La pointe du canot agite la lumière. J’habite le corps du monde comme un courant lunaire. La marée du cœur accélère le pouls. Je ne trouve pas les mots pour dire la lenteur. Aller sur l’eau n’est pas comme s’arracher à la boue des sentiers. J’écris sur les nuages, les arbres, les cailloux mais c’est encore ma langue. Je parle avec le lait qu’on m’a donné, le pain blond de l’espoir, la bave de mon loup. Je fais mes courses dans le rêve sans écran numérique. J’ai troqué le clavier pour un bout de bois dans l’eau. Je prends le frais. Je prends l’air. Je retrouve un monde fait à la main. Accroché à ma ligne, je prends des mots à défaut de poissons. Qu’importe ! Mes yeux boiront de l’encre. Je mangerai du papier. Le temps flotte en érodant les rives.
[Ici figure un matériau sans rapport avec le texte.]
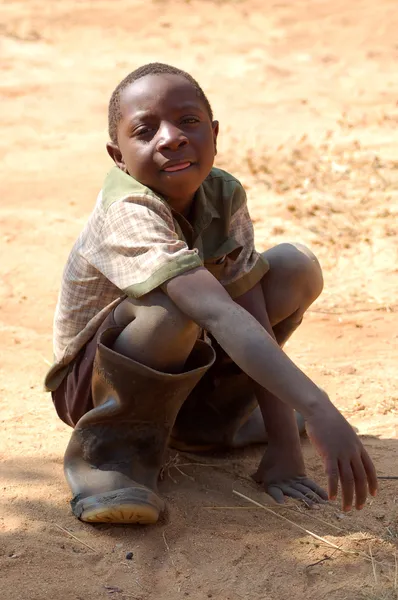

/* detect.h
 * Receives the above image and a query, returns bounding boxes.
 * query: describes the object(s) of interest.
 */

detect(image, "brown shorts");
[52,311,117,427]
[52,311,252,427]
J’atteins la Bécancourt sans m’en apercevoir. La terre vue de l’eau n’a pas le même visage. On voit l’envers des choses, les petits quais de bois, les cordes à linge, les cicatrices du vivant sur les murailles de pierre. Je m’enfonce plus avant. Seul un canard me suit. J’aperçois un chevreuil dans le premier tournant. Il s’abreuve à l’eau vive. La pince du canot trace un v sur le cuir gris de l’eau. Je caresse un pelage agité de frissons. Je soliloque avec l’invisible. Une page échappée du cahier laisse couler son encre. Une première vague avale cette phrase éphémère.
J’avance à l’ombre des érables. On dirait des bras et des mains. Le vent leur fait des gestes d’homme. Un chapeau de feuillage cherche une tête immense. J’entends des voix qui n’en sont pas. J’écris des mots qui font des ronds sur la houle des pages. J’avance par glissades. La vie s’allège à chaque effort des bras, à chaque muscle qui bouge, à chaque brassée d’eau. Plus loin, l’herbe pousse même sur l’eau. On peut presque marcher sur un treillis d’écume, entre les nénuphars et les quenouilles. Un tronc d’arbre courbé a l’air d’un hippopotame. Deux trous moussus lui font de grands yeux ronds. On prend souvent les choses les unes pour les autres, un lézard pour une branche, un avion qui passe pour un oiseau qui vole, un pédalo pour une balançoire. Tant de cailloux polis sont la signalétique du rivage. Les doigts du vent y lisent en aveugle. Il y a dans l’eau une magie qui attire. Toutes les vallées sont un ancien déluge. Amoureux des tortues, je suis venu photographier leurs œufs. Elles sont déjà parties rejoindre l’Atlantique. Je connais leur trajet comme les veines de mon corps. Elles naissent sur la terre et meurent dans la mer. Il arrive qu’une seconde touche à l’éternité. Le courant passe dans les fusibles des bourgeons, électrisant la sève. Ma solitude accueille l’infini.